HI, I want to find differential expressed genes in TCGA datasets by edgeR. I used RNA-seq data measured by RPKM as input. The below code is basically followed edgeR manual section4.2 (https://bioconductor.org/packages/release/bioc/vignettes/edgeR/inst/doc/edgeRUsersGuide.pdf) combined with a post on Biostars (https://www.biostars.org/p/212200/).
#reading files
file1="cancer.exprs.txt"
file2="normal.exprs.txt"
cancer.exprs = read.table(file = file1,header=T,sep="\t")
normal.exprs = read.table(file = file2,header=T,sep="\t")
#combine cancer and normal expression data and filter by median of expression value
exprs=cbind(cancer.exprs,normal.exprs)
rownames(exprs) = rownames(cancer.exprs)
median = apply(exprs,1,median)
exprs.filter = exprs[which(median >= 0.1),]

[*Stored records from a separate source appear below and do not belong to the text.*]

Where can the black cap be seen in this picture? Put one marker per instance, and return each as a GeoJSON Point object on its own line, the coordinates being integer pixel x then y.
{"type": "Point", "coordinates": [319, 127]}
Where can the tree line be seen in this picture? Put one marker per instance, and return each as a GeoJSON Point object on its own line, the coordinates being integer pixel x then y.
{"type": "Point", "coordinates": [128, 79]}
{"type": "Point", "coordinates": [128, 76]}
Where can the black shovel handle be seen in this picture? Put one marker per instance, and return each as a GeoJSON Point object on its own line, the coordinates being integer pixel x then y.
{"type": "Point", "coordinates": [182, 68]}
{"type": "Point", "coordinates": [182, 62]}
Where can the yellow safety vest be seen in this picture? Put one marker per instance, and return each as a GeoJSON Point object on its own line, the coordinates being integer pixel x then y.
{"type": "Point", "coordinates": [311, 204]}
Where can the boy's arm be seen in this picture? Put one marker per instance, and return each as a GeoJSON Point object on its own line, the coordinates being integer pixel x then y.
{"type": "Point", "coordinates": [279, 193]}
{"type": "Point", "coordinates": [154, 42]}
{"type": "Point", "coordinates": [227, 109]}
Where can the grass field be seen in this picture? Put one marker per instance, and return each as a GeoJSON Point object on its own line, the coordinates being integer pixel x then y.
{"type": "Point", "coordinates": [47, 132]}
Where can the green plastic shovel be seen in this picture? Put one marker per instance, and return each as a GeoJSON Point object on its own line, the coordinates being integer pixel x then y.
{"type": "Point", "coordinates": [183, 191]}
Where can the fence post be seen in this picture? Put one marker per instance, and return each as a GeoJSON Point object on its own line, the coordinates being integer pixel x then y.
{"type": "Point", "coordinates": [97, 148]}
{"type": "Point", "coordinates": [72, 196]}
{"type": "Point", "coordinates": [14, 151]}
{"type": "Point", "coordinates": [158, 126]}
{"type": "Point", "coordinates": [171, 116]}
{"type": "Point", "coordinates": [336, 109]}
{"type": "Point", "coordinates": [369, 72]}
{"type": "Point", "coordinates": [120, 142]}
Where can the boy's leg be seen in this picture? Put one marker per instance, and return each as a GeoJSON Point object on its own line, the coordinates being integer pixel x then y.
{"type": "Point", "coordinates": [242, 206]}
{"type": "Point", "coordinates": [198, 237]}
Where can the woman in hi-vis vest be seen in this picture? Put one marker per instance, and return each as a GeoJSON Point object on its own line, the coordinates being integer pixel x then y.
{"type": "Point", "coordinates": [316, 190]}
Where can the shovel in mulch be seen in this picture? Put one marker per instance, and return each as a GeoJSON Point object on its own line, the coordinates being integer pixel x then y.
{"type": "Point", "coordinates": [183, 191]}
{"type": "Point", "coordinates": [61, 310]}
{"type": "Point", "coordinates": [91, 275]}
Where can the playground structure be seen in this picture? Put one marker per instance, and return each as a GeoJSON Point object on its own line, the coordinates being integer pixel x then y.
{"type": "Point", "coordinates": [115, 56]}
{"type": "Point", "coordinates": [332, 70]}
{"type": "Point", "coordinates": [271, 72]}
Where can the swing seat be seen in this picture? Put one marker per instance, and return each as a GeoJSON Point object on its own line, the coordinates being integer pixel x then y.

#put the expression data into edgeR object
y = DGEList(counts = exprs.filter, genes = rownames(exprs.filter))
#construct design model
Tissue = factor(c(rep("T",dim(cancer.exprs)[2]),rep("N",dim(normal.exprs)[2])))
data.frame(Sample = colnames(y),Tissue)
design = model.matrix(~0+Tissue)
#compute differential expressed genes
y = estimateDisp(y, design, robust=TRUE)
y$common.dispersion
fit = glmFit(y, design)
lrt = glmLRT(fit)
topTags(lrt,n=100)
cancer.exprs.txt and normal.exprs.txt are two files containing expression value measured by RPKM from cancer and normal samples. In these two files each column represents each sample and each row represents each gene. The first column and row are sample id and gene id. After running the code, I find that all genes are up-regulated genes with very huge logFC (I think it is log foldchange). Even I used cancer.exprs.txt as both cancer and normal input file, this code also consider all genes are up-regulated genes with very huge logFC. What is the wrong with me? Thanks
I will try raw counts. But I think it is unreasonable to ban to use RPKM as input. Under this situation, I can do nothing but use raw counts? Is there some ways to use RPKM as input? Thanks
RPKM has not been "banned" as input. edgeR uses a negative binomial distribution to model read counts, because read counts follow reasonably well the negative binomial distribution (whereas RPKMs do not) . So it is unreasonable to use data that do not follow the assumptions of the model, and expect sensible results.
Well, I tried raw counts as input. However the outcome still show that all genes are up-regulated genes. I think it is not because of RPKM (Although using raw counts is correct). It is probably because of my code. Is there something wrong about my code? Thanks.